El tránsito hacia la circularidad implica replantear cada fase de ese ciclo. En lugar de extraer, fabricar y tirar, el nuevo esquema propone diseñar para durar, producir con responsabilidad, alargar la vida de cada pieza y recuperar su uso. Este cambio no es únicamente una cuestión de buenas intenciones: cada vez más, está siendo impulsado por normativas europeas, por la presión de los consumidores y por la rentabilidad de nuevos modelos de negocio asociados a la reutilización y la valorización textil.

 

¿Cómo funciona?

Diseño circular desde el origen

Todo comienza en la fase de diseño. Este enfoque implica concebir cada pieza teniendo en cuenta no solo su aspecto o su función, sino también su durabilidad, su capacidad de ser reparada y su reciclabilidad. Esto significa evitar mezclas de fibras difícilmente separables, prescindir de acabados o tinturas contaminantes y apostar por construcciones que faciliten el desmontaje de sus componentes.

El diseño circular también contempla la versatilidad: ropa atemporal, adaptable a distintos contextos y temporadas, que la persona quiera seguir usando durante años.

Producción con materiales reciclados, reciclables o biodegradables

La elección de las fibras y los tejidos es fundamental. Los avances en tecnologías de recuperación mecánica y química están permitiendo transformar residuos en nuevos tejidos, reduciendo así la dependencia de materias primas vírgenes. El algodón orgánico reciclado, el poliéster reciclado obtenido de botellas plásticas o las fibras regenerativas como el lyocell o la lana recuperada son ejemplos que ya forman parte de colecciones de muchas marcas comprometidas con este enfoque.

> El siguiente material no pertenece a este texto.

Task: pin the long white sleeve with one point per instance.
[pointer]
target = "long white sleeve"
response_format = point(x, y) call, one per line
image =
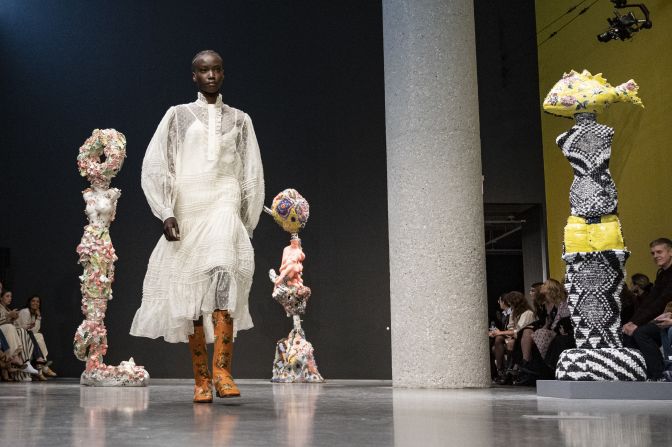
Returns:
point(158, 168)
point(253, 178)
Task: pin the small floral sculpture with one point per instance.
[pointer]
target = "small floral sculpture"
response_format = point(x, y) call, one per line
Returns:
point(97, 256)
point(587, 93)
point(294, 358)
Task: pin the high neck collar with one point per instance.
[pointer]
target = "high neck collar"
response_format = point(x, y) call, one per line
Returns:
point(203, 101)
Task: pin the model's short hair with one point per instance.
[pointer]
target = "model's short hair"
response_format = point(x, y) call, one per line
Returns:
point(641, 280)
point(661, 241)
point(203, 53)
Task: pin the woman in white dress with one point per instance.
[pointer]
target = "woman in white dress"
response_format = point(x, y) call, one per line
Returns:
point(203, 170)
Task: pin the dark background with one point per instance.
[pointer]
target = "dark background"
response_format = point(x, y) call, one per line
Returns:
point(310, 74)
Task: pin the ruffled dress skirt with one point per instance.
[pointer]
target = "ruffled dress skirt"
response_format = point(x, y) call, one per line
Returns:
point(210, 268)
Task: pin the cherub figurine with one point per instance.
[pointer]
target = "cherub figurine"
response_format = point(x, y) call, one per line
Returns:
point(294, 358)
point(290, 210)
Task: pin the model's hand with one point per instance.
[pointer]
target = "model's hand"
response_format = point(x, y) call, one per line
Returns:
point(171, 230)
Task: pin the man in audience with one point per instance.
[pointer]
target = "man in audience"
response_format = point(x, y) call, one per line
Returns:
point(641, 332)
point(664, 322)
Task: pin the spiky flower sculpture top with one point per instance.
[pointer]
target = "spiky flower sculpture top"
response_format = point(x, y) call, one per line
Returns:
point(97, 257)
point(294, 358)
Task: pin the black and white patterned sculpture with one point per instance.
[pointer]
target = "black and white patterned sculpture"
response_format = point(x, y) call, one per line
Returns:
point(594, 251)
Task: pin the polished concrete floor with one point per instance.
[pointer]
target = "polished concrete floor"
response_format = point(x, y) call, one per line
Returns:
point(337, 413)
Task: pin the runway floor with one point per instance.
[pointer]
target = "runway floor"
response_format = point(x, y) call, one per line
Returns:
point(337, 413)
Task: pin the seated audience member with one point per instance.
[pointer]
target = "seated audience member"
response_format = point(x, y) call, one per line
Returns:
point(664, 322)
point(20, 344)
point(533, 298)
point(498, 343)
point(521, 317)
point(30, 319)
point(641, 285)
point(632, 297)
point(641, 332)
point(543, 342)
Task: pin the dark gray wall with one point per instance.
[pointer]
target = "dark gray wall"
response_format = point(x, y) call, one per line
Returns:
point(509, 103)
point(310, 76)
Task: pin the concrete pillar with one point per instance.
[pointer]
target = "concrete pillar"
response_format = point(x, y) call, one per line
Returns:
point(437, 253)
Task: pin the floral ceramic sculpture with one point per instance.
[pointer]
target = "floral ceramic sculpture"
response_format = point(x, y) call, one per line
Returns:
point(97, 256)
point(294, 357)
point(593, 249)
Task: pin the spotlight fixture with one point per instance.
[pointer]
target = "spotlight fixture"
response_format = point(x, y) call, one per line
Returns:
point(623, 26)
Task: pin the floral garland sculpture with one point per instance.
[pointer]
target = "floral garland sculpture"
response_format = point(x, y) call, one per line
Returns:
point(96, 255)
point(594, 251)
point(294, 359)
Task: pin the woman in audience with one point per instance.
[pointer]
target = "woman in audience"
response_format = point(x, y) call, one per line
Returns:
point(20, 345)
point(542, 343)
point(30, 319)
point(521, 317)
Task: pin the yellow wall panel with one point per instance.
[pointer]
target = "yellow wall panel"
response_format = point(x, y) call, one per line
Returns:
point(641, 162)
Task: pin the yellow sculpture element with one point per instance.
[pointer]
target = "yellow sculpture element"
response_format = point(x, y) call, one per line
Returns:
point(581, 237)
point(587, 93)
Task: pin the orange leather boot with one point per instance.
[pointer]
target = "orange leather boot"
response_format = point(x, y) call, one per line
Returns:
point(221, 360)
point(199, 362)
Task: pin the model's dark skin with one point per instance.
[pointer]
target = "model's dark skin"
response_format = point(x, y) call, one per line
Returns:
point(208, 75)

Las fibras biodegradables, por su parte, permiten que, al final de su ciclo, ciertas piezas se descompongan sin generar residuos persistentes, siempre que estén correctamente gestionadas.

Uso prolongado: reparar, reutilizar y cuidar la ropa

La fase de uso es donde el consumidor tiene mayor poder de impacto. Prolongar la vida de una pieza: lavándola con agua fría, almacenándola correctamente o reparando pequeños desperfectos en lugar de desecharla, reduce de forma significativa su huella ambiental. Se estima que la recuperación de textiles puede ahorrar hasta un 70% de la energía que se necesitaría para producir fibras nuevas a partir de materias primas vírgenes.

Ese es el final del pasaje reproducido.